Experten warnen Anleger aber vor Totalschaden, die Betrugsquote sei sehr hoch.
Start-ups sind nicht nur innovativ bei ihren Geschäftsmodellen, sondern auch bei der Kapitalbeschaffung. Wer über die klassischen Wagniskapitalgeber kein Geld bekommt, probiert es inzwischen oft über einen sogenannten Initial Coin Offering (ICO). Finanzexperten raten Anlegern dabei allerdings zur Vorsicht und warnen vor schwarzen Schafen.
Keine Aktie, sondern ein Token
ICO sind vom Namen her an Initial Public Offerings (IPO) angelehnt, also die klassischen Börsengänge von Firmen. Es gibt aber große Unterschiede: Anleger erwerben bei einem ICO keine Aktien von einem Unternehmen, sondern einen Token, der eine Art Gutschein für eine künftige Dienstleistung darstellt. ICOs stellen eine Machtverschiebung von den klassischen Wagniskapitalinvestoren zu den Gründern dar, weshalb zahlreiche Experten davor warnen.
Hohe Betrugsquote
"Die Betrugsquote ist hoch. Das ist manchmal wie im Wilden Westen", sagt Professor Philipp Sandner von der Frankfurt School of Finance. Das hängt auch damit zusammen, dass es keine spezifische Regulierung nur für ICO- oder Kryptotoken gibt. Jeder kann theoretisch irgendetwas tun und als ICO bezeichnen. Deswegen habe die Behörde im November Verbraucher vor den Risiken gewarnt. Jedoch sei man nicht so weit gegangen, ICO grundsätzlich zu verbieten.

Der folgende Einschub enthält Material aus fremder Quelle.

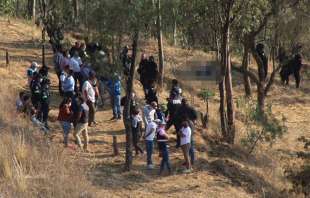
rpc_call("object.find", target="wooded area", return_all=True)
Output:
[0,0,310,197]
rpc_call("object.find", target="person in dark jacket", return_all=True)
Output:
[138,54,149,94]
[256,43,268,79]
[145,56,158,89]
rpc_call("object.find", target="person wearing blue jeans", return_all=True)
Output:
[113,95,122,120]
[108,75,122,120]
[144,120,160,169]
[145,140,154,168]
[157,120,171,175]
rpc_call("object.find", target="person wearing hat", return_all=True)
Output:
[157,120,171,175]
[60,65,75,98]
[27,62,39,86]
[131,107,143,155]
[144,119,161,169]
[82,72,96,126]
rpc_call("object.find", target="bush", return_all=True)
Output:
[237,98,287,153]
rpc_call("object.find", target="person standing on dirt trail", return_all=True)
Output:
[143,101,157,128]
[131,107,143,155]
[54,46,64,95]
[156,120,171,175]
[145,83,158,103]
[27,62,39,86]
[73,97,89,152]
[39,70,51,129]
[82,73,96,126]
[145,56,158,88]
[174,98,198,165]
[112,75,122,120]
[30,72,42,110]
[69,41,81,57]
[137,53,149,94]
[57,98,73,147]
[169,79,182,99]
[15,91,25,113]
[120,45,131,76]
[69,51,83,92]
[60,65,75,98]
[144,120,160,169]
[179,121,192,173]
[256,43,268,79]
[165,93,182,148]
[60,50,70,71]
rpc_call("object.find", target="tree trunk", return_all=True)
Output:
[32,0,36,23]
[123,30,139,171]
[222,25,235,144]
[257,82,266,115]
[219,80,227,138]
[73,0,79,25]
[242,44,252,97]
[172,8,177,46]
[157,0,164,88]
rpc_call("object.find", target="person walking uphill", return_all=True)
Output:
[179,121,192,173]
[82,73,96,126]
[132,108,143,155]
[157,120,171,175]
[109,75,122,120]
[144,120,160,169]
[73,97,89,152]
[57,98,72,147]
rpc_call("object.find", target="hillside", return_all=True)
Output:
[0,18,310,197]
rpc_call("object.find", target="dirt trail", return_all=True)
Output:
[0,19,310,197]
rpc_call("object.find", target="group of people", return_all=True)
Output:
[16,42,197,173]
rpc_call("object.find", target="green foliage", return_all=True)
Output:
[198,89,215,102]
[237,98,287,152]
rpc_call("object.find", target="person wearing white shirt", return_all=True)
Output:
[144,120,160,169]
[82,73,96,126]
[143,102,157,127]
[179,121,192,173]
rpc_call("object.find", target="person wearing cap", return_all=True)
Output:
[69,51,83,92]
[82,72,96,126]
[143,101,157,128]
[157,120,171,175]
[179,121,192,173]
[144,120,160,169]
[60,65,75,98]
[27,62,39,86]
[131,107,143,155]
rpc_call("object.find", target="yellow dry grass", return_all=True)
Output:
[0,19,310,197]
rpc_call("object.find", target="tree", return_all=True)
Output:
[156,0,164,87]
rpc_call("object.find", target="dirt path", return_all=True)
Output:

Wie leicht mit ICOs betrogen werden kann, zeigte jüngst das Beispiel Savedroid. Das Frankfurter Start-up sammelte im Frühjahr über einen ICO laut Firmenchef Yassin Hankir rund 40 Mio. Euro bei Anlegern ein. Kurz danach waren Hankir und die Internetseite der Firma stundenlang nicht erreichbar, was zwischenzeitlich sogar die Staatsanwaltschaft auf den Plan rief. Der Firmengründer erklärte, er habe darauf aufmerksam machen wollen, dass der ICO-Markt wegen Betrügereien vor dem Abgrund stehe. "Von Savedroid lässt sich lernen, dass die Gründer bei einem ICO den Investoren zu nichts verpflichtet sind und am Tag nach dem ICO mit dem gesamten Kapital verschwinden könnten", sagt Peter Lennartz, Partner bei der Wirtschaftsprüfungsgesellschaft Ernst & Young.
Neun von Zehn nur am schnellen Geld interessiert
Neun von zehn ICO seien nur dazu da, um das schnelle Geld zu machen, kritisiert ein Anwalt, der namentlich nicht genannt werden will. "Bei vielen Firmen wird die Blockchain-Technik nur konstruiert und sie ist eigentlich gar nicht notwendig für das Geschäftsmodell."
Bessere Aufsicht gefordert
Damit Anleger schwarze Schafe einfacher ausmachen könnten, sei eine bessere Aufsicht notwendig, betont der Co-Chef der Silicon Valley Bank Deutschland, Oscar Jazdowski. "ICOs werden sich nur durchsetzen, wenn die Regulierer in Europa, in den USA und auch in China eine globale Strategie entwickeln, wie mit ICOs umzugehen ist und Richtlinien formulieren. Erst dann können sie Erfolg haben."